Physic Garden origins

by Deirdre Boggon, Designer and Curator of the Hitchin Physic Garden, from the Hitchin Journal, 2003

Physic Garden pestle and mortar sundial

Physic Garden pestle and mortar sundial. Photo: Zena Grant

If Vi Lewis had not had the foresight to put into store the fittings and contents of her chemist shop when it closed down in 1961, Hitchin would be without a unique display and garden at the
Museum.

After a public fund-raising exercise in the town in the 1980s, the Perks and Llewellyn chemist shop was reconstructed at the Museum, complete with its mahogany fittings, bottles, jars and ephemera as a unique and original representation of a Victorian chemist’s (part of which is now on display) at Hitchin Lavender. To complement the shop, a garden of medicinal plants was created from a patch of lawn between the Museum and Paynes Park. This is no ordinary physic garden, for in its design and planting a whole history of Hitchin is displayed.

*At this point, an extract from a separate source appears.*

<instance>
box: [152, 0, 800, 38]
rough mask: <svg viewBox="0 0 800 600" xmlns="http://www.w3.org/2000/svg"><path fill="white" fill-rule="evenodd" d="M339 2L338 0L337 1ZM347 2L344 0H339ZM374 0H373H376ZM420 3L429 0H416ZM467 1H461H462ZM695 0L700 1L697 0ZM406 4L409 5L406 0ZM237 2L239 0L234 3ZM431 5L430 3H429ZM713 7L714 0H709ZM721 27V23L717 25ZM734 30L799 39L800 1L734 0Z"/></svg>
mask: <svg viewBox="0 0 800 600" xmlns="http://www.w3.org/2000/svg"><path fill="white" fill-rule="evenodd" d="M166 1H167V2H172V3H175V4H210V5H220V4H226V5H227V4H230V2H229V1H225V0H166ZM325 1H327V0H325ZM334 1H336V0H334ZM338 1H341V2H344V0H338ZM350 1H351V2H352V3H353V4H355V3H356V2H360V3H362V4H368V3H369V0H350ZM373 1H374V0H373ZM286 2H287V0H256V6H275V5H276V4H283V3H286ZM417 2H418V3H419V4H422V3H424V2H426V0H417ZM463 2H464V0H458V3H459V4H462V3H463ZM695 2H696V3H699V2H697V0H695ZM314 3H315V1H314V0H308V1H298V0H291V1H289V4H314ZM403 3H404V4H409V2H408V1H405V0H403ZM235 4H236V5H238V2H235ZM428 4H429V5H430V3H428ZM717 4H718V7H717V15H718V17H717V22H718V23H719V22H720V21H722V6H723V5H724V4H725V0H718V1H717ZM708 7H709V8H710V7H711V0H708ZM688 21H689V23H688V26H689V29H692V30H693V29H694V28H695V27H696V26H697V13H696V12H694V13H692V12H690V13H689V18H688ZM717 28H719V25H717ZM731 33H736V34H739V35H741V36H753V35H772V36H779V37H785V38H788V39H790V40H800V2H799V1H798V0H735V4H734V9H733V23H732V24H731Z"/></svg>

To demonstrate the uniqueness of this garden, let us look first at its design. The garden has a pleasing balance of York stone paths, borders, Victorian benches and a unique and unusual sundial forged in bronze from a large pestle and mortar. Framed by cast iron railings, a Yew hedge gives the garden a feeling of enclosure and intimacy. These railings, together with the handsome cast iron gates were forged at Henry Isaac’s in St Ippolyts. The well-proportioned York paving was rescued from the Priory when a car park was being constructed on the site of a derelict Gertrude Jekyll sunken garden. The two cast iron benches much used by visitors, especially at lunchtime, are based on a grape vine design and again were cast by Henry Isaac.

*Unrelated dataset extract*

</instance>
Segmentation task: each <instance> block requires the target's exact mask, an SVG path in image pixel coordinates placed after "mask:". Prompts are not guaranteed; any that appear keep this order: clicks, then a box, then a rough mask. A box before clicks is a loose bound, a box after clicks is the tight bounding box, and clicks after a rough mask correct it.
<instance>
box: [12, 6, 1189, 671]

pestle mortar physic garden

Photo: Tony Fitzpatrick Matthews

The borders are divided into categories – external ailments, internal ailments, household and culinary usage. In total there are 100 different species of plant in the garden. The local connection continues. Hitchin’s once important lavender industry is represented by a swathe of Hidcote lavender edging the central path. The two central borders are dedicated to William Ransom and contain plants grown by this Hitchin chemist and farmer in the fields around the town to use in his chemist shop in the early 19th century ’ field poppies, marigolds, chamomile, aconite and Pasque flower. To add to his range of pharmaceutical preparations, William Ransom established contact with merchants who imported plants from all over the world in the form of roots, bark and stems, and some of these plants can also be seen in the William Ransom borders ’ Coneflower (Echinacea), Elecampe, Bistort, Podophyllum and Cascara. Ransom’s today is a thriving modern company producing a wide range of drugs, medicines and galenicals for the food, cosmetic and pharmaceutical industries ’ all plant based.

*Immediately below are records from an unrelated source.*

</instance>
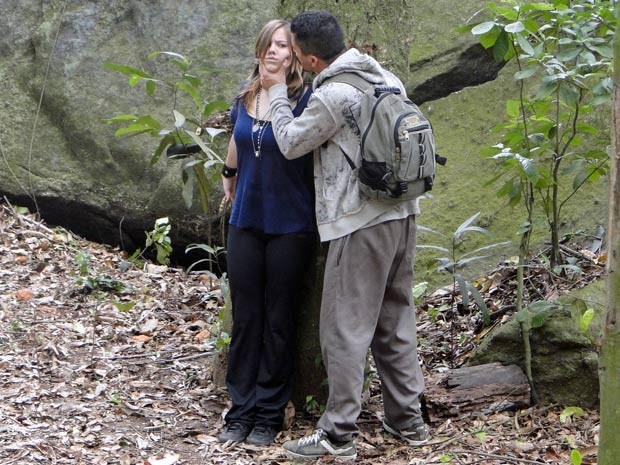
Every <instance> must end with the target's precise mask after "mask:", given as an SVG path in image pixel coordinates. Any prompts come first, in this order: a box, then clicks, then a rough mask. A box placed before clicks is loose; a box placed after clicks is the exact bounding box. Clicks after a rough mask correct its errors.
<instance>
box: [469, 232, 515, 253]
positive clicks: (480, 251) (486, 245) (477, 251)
mask: <svg viewBox="0 0 620 465" xmlns="http://www.w3.org/2000/svg"><path fill="white" fill-rule="evenodd" d="M485 231H486V230H485ZM510 244H511V242H510V241H505V242H497V243H495V244H490V245H485V246H483V247H478V248H477V249H476V250H472V251H471V252H467V253H465V254H463V255H461V258H465V257H469V256H470V255H473V254H476V253H480V252H485V251H487V250H491V249H495V248H497V247H504V246H507V245H510Z"/></svg>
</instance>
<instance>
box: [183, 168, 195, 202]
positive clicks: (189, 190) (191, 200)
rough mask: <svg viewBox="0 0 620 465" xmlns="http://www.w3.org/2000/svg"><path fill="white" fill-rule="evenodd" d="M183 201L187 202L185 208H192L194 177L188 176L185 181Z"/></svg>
mask: <svg viewBox="0 0 620 465" xmlns="http://www.w3.org/2000/svg"><path fill="white" fill-rule="evenodd" d="M182 195H183V201H184V202H185V206H186V207H187V208H191V206H192V203H193V202H194V176H193V175H188V176H187V178H186V179H184V180H183V190H182Z"/></svg>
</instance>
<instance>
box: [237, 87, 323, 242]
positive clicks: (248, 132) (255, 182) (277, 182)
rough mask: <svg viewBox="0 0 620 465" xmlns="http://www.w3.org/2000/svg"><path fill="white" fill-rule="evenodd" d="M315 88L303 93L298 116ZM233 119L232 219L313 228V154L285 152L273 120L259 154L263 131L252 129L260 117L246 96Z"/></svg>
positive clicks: (263, 142)
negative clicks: (233, 197) (287, 155)
mask: <svg viewBox="0 0 620 465" xmlns="http://www.w3.org/2000/svg"><path fill="white" fill-rule="evenodd" d="M311 93H312V90H311V89H308V90H307V91H306V92H305V93H304V95H303V96H302V97H301V99H300V100H299V102H298V103H297V106H296V107H295V109H294V110H293V115H294V116H299V115H300V114H301V113H302V112H303V110H304V108H305V107H306V104H307V103H308V99H309V98H310V94H311ZM230 119H231V122H232V124H233V125H234V129H233V137H234V138H235V144H236V146H237V169H238V171H237V188H236V191H235V200H234V203H233V207H232V212H231V214H230V224H232V225H234V226H236V227H238V228H248V229H254V230H259V231H262V232H264V233H266V234H287V233H294V232H312V231H314V230H315V221H314V182H313V173H312V170H313V166H312V154H307V155H304V156H303V157H300V158H297V159H295V160H287V159H286V158H284V155H282V153H281V152H280V149H279V148H278V144H277V142H276V140H275V137H274V136H273V128H272V127H271V124H268V125H267V126H266V127H265V128H264V131H263V132H262V137H261V142H260V157H258V158H257V157H256V156H255V148H258V145H259V143H258V137H259V131H254V130H253V126H254V123H255V119H254V118H252V117H251V116H250V115H248V113H247V111H246V109H245V105H244V104H243V102H241V101H239V100H236V101H235V104H234V105H233V108H232V109H231V112H230ZM263 123H264V124H265V123H267V122H266V121H263ZM252 141H253V142H254V143H253V144H252Z"/></svg>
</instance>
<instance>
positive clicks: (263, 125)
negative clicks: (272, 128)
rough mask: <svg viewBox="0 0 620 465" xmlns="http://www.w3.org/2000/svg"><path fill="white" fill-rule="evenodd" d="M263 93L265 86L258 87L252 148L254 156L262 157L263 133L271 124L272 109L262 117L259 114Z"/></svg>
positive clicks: (258, 157)
mask: <svg viewBox="0 0 620 465" xmlns="http://www.w3.org/2000/svg"><path fill="white" fill-rule="evenodd" d="M262 93H263V88H262V87H260V88H259V89H258V93H257V94H256V112H255V113H254V118H252V119H253V124H252V148H253V149H254V156H255V157H256V158H259V159H260V155H261V153H260V148H261V146H262V144H263V135H264V134H265V130H266V129H267V126H269V124H271V121H269V120H267V117H268V116H269V113H270V111H267V113H265V115H264V116H263V117H262V118H261V117H260V115H259V114H258V111H259V109H260V96H261V94H262ZM254 134H256V143H254Z"/></svg>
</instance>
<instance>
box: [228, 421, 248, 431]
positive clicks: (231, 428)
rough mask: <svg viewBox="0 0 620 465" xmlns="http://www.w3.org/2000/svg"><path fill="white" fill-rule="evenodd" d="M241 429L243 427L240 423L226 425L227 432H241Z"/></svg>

It was important that the garden should be as colourful as possible and also easy to maintain. Some medicinal plants, although wild flowers in their natural habitat, are nothing but dull, nuisance weeds in a garden situation. With careful selection, and taking into consideration the light, free-draining soil that we have in Hitchin, a collection was devised that is colourful and well behaved. Some plants are familiar as garden plants – foxglove, paeony, pansy, strawberry, Solomon’s seal – but their medicinal use came much before their ornamental use in our gardens. There is not a month in the year when something is not in flower – even in mid-winter, but the garden comes into its true glory in the early summer when the rose hedges are in bloom. These were deliberately placed adjacent to the pavement leading to the Museum and Library. Two species were chosen: Rosa gallica – the Apothecary’s rose &ndash and Rosa damascena – the Damask rose, used in the making of Attar of Roses. Both have heady perfumes and when in full flower their scent wafts across the path to delight passers-by. Add to this spectacle the strong colours of the lavender, the field poppies, the dyer’s greenweed, the marigolds and the foxgloves and few passers-by can resist turning their heads to look.

The Hertfordshire Medical and Pharmaceutical Museum Trust was formed in the late 1980s to ensure the future of the garden and the chemist shop. Thirteen years on the garden will undergo extra maintenance this winter in terms of replacing or dividing overgrown specimens and replenishing the soil. Normal maintenance is carried out by a team of dedicated volunteers who work for just one or two hours a week on a rota basis and it is thanks to them that the garden is cared for and thus appreciated by its visitors.

There are not many times in the day when someone isn’t wandering around the garden or sitting on the bench enjoying this little colourful and scented oasis in town. Local school children visit to draw from the information provided about the plants and the part they have played in the medical and pharmaceutical history of this town. A Lavender Fair is held each year with the garden as a centrepiece. There is a Vi Lewis Memorial Lecture during the Hitchin Festival where a guest speaker is invited to talk on a subject relating to medicinal plants, and regional television companies make regular visits to film the garden for a topical feature.

In creating this unique garden not only is Hitchin’s history of plant medicine preserved but also an amenity has been given to the town for all to enjoy.